JpGU-AGU Joint Meeting 2017

Presentation information

[EE] Oral

S (Solid Earth Sciences) » S-SS Seismology

[S-SS04] [EE] Subduction zone dynamics from regular earthquakes through slow earthquakes to creep

Wed. May 24, 2017 1:45 PM - 3:15 PM A10 (Tokyo Bay Makuhari Hall)

convener:Kyuichi Kanagawa(Graduate School of Science, Chiba University), Kazushige Obara(Earthquake Research Institute, The University of Tokyo), Demian M Saffer(Pennsylvania State University), Laura Wallace(University of Texas Institute for Geophysics), Chairperson:Kohtaro Ujiie(Graduate School of Life and Environmental Sciences, University of Tsukuba), Chairperson:Kyuichi Kanagawa(Graduate School of Science, Chiba University)

1:45 PM - 2:00 PM

[SSS04-13] Frontal thrust activity of the Nankai accretionary prism off the Kii Peninsula

*Gaku Kimura1, Harold Tobin2, Masataka Kinoshita3 (1.Tokyo University of Marine Science and Technology, 2.University of Wisconsin-Madison, 3.Earthquake Research Institute, The University of Tokyo)

The Nankai accretionary prism was developed since ~6Ma and the growth has been accelerated after ~2Ma.

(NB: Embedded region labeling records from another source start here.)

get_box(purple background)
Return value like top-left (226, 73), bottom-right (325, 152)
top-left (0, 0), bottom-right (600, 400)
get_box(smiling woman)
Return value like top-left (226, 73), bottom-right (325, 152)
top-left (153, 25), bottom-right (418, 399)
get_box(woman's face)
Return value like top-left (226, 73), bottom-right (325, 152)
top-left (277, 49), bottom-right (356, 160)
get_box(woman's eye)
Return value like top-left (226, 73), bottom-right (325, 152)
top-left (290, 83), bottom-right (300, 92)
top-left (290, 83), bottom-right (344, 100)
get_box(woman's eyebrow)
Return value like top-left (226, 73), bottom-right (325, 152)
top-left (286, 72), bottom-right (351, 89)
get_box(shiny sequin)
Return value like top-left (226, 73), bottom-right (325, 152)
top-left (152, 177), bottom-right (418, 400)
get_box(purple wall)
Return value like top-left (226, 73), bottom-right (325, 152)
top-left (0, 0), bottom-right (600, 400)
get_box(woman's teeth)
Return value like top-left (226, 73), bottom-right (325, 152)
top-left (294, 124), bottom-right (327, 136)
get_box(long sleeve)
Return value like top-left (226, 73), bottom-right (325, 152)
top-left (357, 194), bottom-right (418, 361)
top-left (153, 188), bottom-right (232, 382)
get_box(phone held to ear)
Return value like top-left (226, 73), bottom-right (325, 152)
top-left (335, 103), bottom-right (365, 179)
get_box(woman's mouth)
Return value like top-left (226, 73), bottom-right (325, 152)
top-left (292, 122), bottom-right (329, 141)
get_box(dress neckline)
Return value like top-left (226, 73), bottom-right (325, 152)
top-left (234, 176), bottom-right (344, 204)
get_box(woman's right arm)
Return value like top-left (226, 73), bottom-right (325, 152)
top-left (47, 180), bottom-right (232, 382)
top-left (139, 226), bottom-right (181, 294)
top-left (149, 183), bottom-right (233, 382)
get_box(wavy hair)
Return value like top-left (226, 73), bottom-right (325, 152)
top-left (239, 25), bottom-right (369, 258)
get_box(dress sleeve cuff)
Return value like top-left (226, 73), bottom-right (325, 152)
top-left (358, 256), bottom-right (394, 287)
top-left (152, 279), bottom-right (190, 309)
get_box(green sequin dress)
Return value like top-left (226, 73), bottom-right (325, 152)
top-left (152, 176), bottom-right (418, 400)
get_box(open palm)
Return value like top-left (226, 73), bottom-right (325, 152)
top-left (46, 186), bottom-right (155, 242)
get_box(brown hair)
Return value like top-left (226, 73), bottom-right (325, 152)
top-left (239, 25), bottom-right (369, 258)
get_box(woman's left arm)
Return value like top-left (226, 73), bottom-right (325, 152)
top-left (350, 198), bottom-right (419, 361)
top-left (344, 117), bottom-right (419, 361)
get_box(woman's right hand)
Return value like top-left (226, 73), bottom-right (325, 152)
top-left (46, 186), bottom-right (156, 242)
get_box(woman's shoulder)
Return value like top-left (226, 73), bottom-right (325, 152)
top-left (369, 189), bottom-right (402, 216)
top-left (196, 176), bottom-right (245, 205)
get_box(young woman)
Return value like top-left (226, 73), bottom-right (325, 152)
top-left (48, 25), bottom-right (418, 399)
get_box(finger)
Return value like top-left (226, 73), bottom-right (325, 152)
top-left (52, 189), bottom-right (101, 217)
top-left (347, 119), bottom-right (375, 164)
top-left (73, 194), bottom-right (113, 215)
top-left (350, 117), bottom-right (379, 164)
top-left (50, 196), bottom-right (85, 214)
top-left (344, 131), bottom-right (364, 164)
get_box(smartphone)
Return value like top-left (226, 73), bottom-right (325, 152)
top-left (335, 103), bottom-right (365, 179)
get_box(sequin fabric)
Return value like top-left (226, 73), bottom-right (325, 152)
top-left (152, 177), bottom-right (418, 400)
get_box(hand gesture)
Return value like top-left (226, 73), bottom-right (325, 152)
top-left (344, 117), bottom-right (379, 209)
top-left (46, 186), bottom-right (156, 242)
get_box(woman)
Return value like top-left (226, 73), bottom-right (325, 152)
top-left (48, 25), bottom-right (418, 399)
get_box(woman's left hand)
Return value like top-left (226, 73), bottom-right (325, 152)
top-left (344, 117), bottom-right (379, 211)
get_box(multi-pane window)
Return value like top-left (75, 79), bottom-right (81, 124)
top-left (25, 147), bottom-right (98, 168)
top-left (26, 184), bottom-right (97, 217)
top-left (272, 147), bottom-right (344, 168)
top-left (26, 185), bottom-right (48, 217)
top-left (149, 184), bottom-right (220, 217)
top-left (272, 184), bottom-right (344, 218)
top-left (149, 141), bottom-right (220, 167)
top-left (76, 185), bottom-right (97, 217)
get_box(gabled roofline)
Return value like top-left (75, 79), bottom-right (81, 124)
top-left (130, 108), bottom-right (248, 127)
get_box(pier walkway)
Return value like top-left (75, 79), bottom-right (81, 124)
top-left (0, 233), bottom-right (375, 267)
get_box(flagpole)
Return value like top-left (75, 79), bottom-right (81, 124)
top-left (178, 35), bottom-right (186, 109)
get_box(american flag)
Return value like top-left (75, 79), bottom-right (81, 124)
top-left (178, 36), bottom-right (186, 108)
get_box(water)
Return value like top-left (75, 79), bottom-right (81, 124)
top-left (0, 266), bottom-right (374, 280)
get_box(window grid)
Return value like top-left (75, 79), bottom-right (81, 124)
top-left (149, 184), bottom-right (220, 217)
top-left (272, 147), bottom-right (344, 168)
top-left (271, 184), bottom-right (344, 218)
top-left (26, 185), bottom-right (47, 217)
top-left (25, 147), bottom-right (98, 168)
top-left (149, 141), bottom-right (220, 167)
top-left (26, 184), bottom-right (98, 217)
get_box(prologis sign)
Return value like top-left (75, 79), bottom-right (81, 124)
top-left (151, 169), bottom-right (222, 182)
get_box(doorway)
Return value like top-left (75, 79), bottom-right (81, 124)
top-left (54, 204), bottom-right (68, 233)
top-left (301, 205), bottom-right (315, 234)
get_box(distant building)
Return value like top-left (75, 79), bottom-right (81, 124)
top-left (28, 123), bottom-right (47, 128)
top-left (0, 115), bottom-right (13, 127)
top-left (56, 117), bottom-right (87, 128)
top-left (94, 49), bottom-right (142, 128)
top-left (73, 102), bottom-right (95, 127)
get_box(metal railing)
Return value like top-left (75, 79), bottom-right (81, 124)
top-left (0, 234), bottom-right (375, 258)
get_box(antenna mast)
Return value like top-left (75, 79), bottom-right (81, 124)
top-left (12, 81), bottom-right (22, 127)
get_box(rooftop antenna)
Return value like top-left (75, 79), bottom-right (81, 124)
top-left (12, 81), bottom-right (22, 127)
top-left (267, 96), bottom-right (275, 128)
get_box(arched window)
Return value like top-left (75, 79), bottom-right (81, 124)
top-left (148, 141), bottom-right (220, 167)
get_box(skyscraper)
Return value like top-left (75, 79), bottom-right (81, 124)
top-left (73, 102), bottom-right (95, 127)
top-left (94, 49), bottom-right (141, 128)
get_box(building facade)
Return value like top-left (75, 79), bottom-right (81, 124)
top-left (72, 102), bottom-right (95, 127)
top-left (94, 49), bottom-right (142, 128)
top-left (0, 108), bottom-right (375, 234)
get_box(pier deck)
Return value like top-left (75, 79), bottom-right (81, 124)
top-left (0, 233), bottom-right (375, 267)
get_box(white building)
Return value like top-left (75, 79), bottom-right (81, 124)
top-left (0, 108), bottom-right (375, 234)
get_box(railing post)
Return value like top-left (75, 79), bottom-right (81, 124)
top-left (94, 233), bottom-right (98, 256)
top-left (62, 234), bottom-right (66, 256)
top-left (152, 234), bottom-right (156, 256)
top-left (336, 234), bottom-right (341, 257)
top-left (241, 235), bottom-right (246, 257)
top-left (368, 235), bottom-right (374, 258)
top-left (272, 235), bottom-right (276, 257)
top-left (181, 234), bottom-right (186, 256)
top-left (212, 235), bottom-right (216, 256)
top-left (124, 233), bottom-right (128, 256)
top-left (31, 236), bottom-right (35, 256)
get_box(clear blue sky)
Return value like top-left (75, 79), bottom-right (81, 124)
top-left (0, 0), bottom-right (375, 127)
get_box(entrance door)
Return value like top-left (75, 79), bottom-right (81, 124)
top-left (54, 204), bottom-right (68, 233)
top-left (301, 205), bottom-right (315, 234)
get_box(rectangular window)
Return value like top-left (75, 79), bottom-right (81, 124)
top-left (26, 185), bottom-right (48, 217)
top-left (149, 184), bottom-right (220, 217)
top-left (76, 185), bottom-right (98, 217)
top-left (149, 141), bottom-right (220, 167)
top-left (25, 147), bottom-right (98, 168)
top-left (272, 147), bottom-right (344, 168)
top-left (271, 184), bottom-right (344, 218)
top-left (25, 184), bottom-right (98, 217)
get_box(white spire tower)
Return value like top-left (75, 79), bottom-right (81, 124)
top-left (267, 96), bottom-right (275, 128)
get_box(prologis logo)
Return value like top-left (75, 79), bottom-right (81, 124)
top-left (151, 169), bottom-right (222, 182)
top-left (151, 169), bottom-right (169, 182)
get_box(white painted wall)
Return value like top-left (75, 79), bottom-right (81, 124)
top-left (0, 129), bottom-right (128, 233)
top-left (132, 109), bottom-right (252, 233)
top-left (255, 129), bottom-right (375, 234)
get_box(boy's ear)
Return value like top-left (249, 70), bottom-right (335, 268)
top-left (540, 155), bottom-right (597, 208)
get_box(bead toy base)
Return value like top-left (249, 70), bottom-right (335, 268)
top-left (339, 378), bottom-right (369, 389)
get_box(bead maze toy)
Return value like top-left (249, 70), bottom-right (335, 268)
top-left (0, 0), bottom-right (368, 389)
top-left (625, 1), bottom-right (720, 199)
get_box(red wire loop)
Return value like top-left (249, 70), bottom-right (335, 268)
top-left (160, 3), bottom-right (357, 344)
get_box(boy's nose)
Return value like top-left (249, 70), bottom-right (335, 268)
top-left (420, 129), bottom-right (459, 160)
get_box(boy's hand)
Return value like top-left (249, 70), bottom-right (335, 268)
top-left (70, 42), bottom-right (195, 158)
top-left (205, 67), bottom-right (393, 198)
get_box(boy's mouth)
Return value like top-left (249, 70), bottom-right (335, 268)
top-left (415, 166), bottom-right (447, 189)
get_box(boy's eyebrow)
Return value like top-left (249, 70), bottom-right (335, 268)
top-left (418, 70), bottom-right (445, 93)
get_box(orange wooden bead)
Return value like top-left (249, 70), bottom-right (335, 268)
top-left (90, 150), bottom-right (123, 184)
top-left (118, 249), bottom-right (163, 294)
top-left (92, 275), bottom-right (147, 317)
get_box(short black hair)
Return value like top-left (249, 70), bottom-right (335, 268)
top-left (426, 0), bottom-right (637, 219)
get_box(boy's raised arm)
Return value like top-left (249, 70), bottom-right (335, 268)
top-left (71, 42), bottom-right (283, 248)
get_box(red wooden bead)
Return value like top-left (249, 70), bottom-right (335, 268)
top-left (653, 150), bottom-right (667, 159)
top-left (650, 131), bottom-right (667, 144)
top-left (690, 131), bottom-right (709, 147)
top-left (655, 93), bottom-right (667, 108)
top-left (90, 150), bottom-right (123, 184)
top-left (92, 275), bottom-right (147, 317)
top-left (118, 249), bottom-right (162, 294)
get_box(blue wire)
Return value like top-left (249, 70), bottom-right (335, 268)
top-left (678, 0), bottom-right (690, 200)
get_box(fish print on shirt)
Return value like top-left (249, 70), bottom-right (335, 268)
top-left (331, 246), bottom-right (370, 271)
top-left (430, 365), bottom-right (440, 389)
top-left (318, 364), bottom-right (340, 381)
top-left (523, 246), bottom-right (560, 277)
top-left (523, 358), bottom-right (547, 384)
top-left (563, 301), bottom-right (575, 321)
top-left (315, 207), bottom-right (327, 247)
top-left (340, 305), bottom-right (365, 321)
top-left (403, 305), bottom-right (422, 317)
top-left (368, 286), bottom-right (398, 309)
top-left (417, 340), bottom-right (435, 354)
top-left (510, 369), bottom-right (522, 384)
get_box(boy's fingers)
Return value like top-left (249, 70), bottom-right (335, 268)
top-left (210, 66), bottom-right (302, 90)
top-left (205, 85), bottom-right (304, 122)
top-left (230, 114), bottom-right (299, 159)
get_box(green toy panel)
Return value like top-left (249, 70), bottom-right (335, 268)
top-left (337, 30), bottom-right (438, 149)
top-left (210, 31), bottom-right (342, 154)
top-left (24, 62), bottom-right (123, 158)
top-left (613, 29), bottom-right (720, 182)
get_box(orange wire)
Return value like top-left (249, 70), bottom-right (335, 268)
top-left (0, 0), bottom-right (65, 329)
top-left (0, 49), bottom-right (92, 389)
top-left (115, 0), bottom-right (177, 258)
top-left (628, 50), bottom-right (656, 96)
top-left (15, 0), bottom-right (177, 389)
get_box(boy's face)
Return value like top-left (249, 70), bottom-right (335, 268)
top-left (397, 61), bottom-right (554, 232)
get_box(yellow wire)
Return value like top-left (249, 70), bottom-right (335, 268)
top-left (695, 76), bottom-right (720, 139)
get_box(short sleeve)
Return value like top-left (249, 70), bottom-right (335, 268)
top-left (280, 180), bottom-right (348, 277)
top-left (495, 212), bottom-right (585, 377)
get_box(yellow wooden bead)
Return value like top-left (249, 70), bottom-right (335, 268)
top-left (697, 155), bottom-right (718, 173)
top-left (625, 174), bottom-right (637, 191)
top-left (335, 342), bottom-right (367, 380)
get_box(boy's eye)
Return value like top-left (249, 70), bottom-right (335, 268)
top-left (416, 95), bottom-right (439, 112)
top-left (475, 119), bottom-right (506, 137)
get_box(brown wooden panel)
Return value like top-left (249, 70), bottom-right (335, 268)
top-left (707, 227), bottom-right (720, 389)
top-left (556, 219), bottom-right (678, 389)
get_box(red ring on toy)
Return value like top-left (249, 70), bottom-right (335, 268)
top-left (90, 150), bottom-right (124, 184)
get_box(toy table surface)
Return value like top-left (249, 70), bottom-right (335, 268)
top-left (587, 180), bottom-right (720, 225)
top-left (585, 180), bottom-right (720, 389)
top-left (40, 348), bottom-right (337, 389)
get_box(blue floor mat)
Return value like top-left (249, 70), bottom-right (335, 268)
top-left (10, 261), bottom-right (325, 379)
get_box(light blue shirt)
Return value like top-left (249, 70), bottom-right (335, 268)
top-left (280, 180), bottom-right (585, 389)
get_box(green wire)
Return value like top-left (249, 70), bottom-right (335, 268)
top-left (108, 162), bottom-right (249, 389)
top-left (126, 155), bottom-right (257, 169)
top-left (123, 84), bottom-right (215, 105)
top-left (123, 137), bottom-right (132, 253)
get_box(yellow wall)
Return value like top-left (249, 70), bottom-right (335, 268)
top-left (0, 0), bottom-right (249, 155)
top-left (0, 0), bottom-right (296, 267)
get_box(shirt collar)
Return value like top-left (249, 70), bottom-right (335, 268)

Seismic reflection profiles at the toe of the prism clearly present frontal thrust ramping up and making an axial thrust of the anticline (Figure). The fault analyses recovered from the basal decollement document that the slip along the fault was seismo-tsunamigenic high velocity because the frictional heating is clear although the specific age of the slip is unclear. The evidence of the fast slip is similar to that of the rupture and the slip propagation of the plate boundary megathrust and resulted in the disastrous tsunami in the 2011 Tohoku earthquake.
The drilling into the prism and a core-log-seismic integration study of axial thrust of the anticline document that the frontal thrusting would have started within several hundred thousand year ago because the anticline controlled sedimentation appears to have started concurrently with the start of frontal anticline. The balanced cross section profiling presents horizontal shortening of frontal prism is about ~380m. Historical record of the Nankai Earthquake since seventh century presents at least ten times with mean recurrence time is ~150 years. The largest earthquake and tsunami was M8.4 earthquake 1707. Geological records from the sediments in the ponds near the coast facing to the Pacific ocean show the tsunami deposits for about 3,000 years and suggests 300~700 recurrence of large tsunami like the1707 earthquake.
~500 m horizontal shortening of the frontal prism is cleared. Assuming the shortening took place since 500,000 years ago as inferred from the drilling data, and the shortening was concentrated along the slip on the frontal thrust dipping at 20 degree recurring at ~500 years interval, each slip is estimated to be ~0.54 m, which would have been partitioned with the plate convergence along the basal decollement. This amount would be larger if the slip recurrence intervals are longer. Vertical uplift from the anticlinal geometry requires the same amount as the slip.
Seismo-tsunamigenic slip along the decollement is already documented but fault mechanism along the branched frontal thrust is not cleared yet. This hypothetical slip estimation and fault mechanism have to be checked by fault analysis in more detail.